Have you heard of the Trustable Technology Mark? The new initiative was kicked-off at the end of 2018 by ThingsCon, a global community of practitioners around the Internet of Things whose mission is to foster the creation of a human-centric and responsible IoT. It was developed with the support of the Mozilla Foundation.
According to its website, “The Trustable Technology Mark aims to highlight the work of those companies that put in the extra effort of building truly trustworthy devices.” Based on information provided by the device maker itself, in addition to reviews from the ThingsCon network, five dimensions are evaluated:
Privacy and Data Practices: Is it designed using state of the art data practices, and respectful of user rights?
Transparency: Is it made clear to users what the device does and how data might be used?
Security: Is it made clear to users what the device does and how data might be used?
Stability: How robust is the device and how long of a life cycle can a consumer reasonably expect?
Openness: How open are both the device and the manufacturer‘s processes? Is open data used or generated?
Certification comes at no charge and any device maker is able to complete a thorough self-assessment, which is then submitted for evaluation by neutral experts at ThingsCon. Trustable Technology companies get to display the logo on their products and website.

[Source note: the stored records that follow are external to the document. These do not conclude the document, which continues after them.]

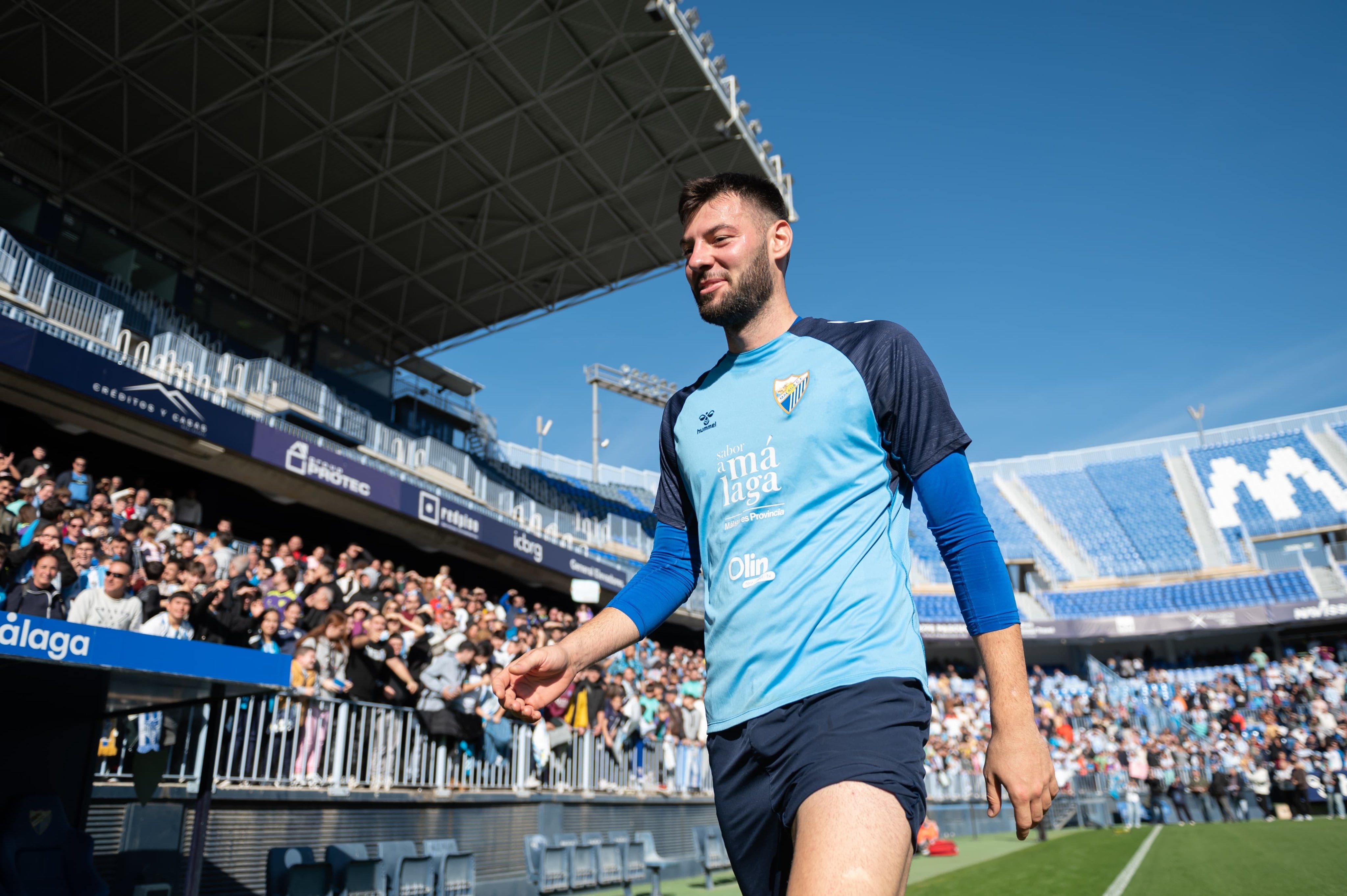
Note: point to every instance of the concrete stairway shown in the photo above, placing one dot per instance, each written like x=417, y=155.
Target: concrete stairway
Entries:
x=1047, y=529
x=1212, y=546
x=1333, y=449
x=1327, y=583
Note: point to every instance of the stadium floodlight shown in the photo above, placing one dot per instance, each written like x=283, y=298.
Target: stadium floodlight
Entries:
x=1197, y=414
x=629, y=382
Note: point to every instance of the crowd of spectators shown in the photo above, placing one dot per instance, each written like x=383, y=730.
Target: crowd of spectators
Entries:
x=110, y=554
x=115, y=556
x=1265, y=734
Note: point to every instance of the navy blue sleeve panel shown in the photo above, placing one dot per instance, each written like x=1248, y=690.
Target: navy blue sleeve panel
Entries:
x=663, y=584
x=911, y=406
x=673, y=504
x=967, y=545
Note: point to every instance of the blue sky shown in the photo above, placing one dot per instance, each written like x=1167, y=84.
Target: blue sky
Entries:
x=1091, y=216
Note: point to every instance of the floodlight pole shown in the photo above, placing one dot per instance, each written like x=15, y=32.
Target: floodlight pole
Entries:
x=634, y=384
x=1197, y=414
x=595, y=384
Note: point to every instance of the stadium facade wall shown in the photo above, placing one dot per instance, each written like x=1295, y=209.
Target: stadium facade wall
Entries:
x=285, y=447
x=1158, y=624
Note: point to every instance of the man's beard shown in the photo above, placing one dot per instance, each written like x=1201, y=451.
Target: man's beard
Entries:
x=735, y=305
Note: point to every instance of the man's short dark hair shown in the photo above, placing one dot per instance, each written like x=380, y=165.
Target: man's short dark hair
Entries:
x=749, y=188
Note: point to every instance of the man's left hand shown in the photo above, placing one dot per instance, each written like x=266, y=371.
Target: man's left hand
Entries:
x=1017, y=759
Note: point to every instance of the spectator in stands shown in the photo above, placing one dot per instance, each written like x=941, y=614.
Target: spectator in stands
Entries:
x=111, y=605
x=586, y=700
x=332, y=650
x=77, y=481
x=318, y=604
x=188, y=510
x=290, y=631
x=1300, y=802
x=264, y=639
x=173, y=622
x=444, y=682
x=38, y=596
x=154, y=600
x=9, y=519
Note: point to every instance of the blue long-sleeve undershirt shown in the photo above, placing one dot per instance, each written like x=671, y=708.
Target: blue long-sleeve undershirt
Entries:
x=967, y=545
x=663, y=584
x=961, y=529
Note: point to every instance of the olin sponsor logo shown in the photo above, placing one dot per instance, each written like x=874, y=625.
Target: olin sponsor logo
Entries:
x=298, y=460
x=30, y=635
x=752, y=569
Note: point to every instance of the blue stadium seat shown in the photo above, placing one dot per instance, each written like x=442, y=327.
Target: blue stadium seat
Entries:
x=1208, y=595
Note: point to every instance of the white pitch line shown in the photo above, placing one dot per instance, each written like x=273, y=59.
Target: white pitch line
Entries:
x=1124, y=878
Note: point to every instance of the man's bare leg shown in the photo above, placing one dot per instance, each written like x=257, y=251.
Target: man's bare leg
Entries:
x=850, y=840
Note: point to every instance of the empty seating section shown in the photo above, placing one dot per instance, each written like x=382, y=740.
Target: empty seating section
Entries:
x=1016, y=540
x=1236, y=545
x=569, y=494
x=1271, y=484
x=1141, y=498
x=1073, y=500
x=1210, y=595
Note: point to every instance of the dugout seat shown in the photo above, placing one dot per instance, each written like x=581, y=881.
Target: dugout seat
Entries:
x=549, y=867
x=291, y=871
x=41, y=855
x=407, y=872
x=456, y=872
x=710, y=851
x=355, y=871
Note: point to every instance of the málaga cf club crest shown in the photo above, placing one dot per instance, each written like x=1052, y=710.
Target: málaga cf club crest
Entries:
x=791, y=390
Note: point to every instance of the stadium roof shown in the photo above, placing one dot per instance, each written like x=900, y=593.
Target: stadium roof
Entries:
x=407, y=172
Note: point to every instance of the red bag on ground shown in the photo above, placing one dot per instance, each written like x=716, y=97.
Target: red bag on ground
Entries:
x=943, y=848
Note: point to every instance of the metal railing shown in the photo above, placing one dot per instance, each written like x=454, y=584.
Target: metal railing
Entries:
x=294, y=741
x=59, y=302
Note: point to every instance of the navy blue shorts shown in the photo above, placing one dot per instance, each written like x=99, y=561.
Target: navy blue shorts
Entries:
x=763, y=770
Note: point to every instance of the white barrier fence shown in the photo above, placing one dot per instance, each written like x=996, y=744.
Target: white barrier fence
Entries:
x=339, y=746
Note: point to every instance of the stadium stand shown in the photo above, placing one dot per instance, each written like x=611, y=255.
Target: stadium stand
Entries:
x=1205, y=595
x=1271, y=484
x=1077, y=504
x=588, y=499
x=1141, y=498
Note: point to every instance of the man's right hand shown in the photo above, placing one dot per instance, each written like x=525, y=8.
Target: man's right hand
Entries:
x=534, y=681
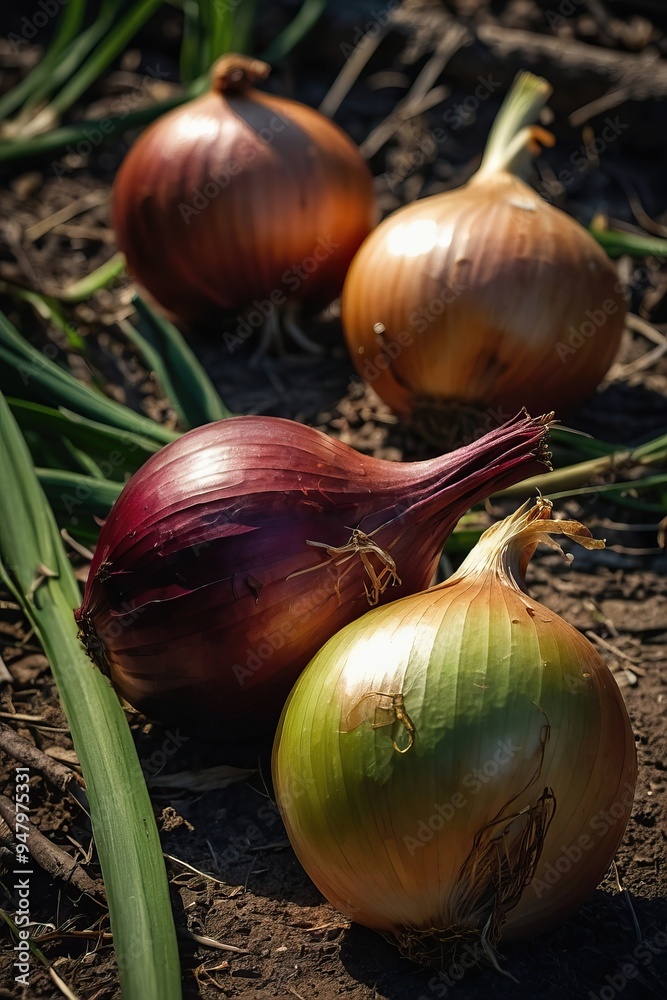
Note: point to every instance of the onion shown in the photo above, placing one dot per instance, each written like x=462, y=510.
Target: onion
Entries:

With regular data breaches and hacks, on top of growing concerns over security and privacy, this initiative is expected to take off. “At a time when the Internet of Things is becoming a powerful force for almost every aspect of our lives — on our bodies, in our homes and across our cities — we have to ask the question ‘do we trust it?’, ” says Jon Rogers, Mozilla Fellow and Professor of Creative Technology at University of Dundee. “I wouldn’t take medicines that didn’t come with a clear trusted label; I wouldn’t buy a car that didn’t come with documents telling me who had owned it and if it was safe. Yet, the things we’re buying that connect us, our family and our friends directly to the internet 24 hours a day, 365 days a week currently have almost no way to visibly and say ‘you can trust this.’ This is why the Trustable Technology Mark is so important.”
At the same time, it’s expected that many will be skeptical. Although the organization’s goal is to review all applications, certification begins with a self-assessment. Given how many IoT devices are in the world, if this takes off, there will undoubtably massive volume and difficulty making sure no sketchy devices sneak through the cracks. Still, in this FastCompany article, Peter Bihr, a Mozilla Fellow and cofounder of ThingsCon, says he is not concerned. He is confident that he and his team will be able to spot anything that is “fishy” and if something does get by, they will “launch the mother of all public shaming campaigns.”
Do you think theTrustable Technologymark will take-off? If so, will you actually trust it or will it become another meaningless label?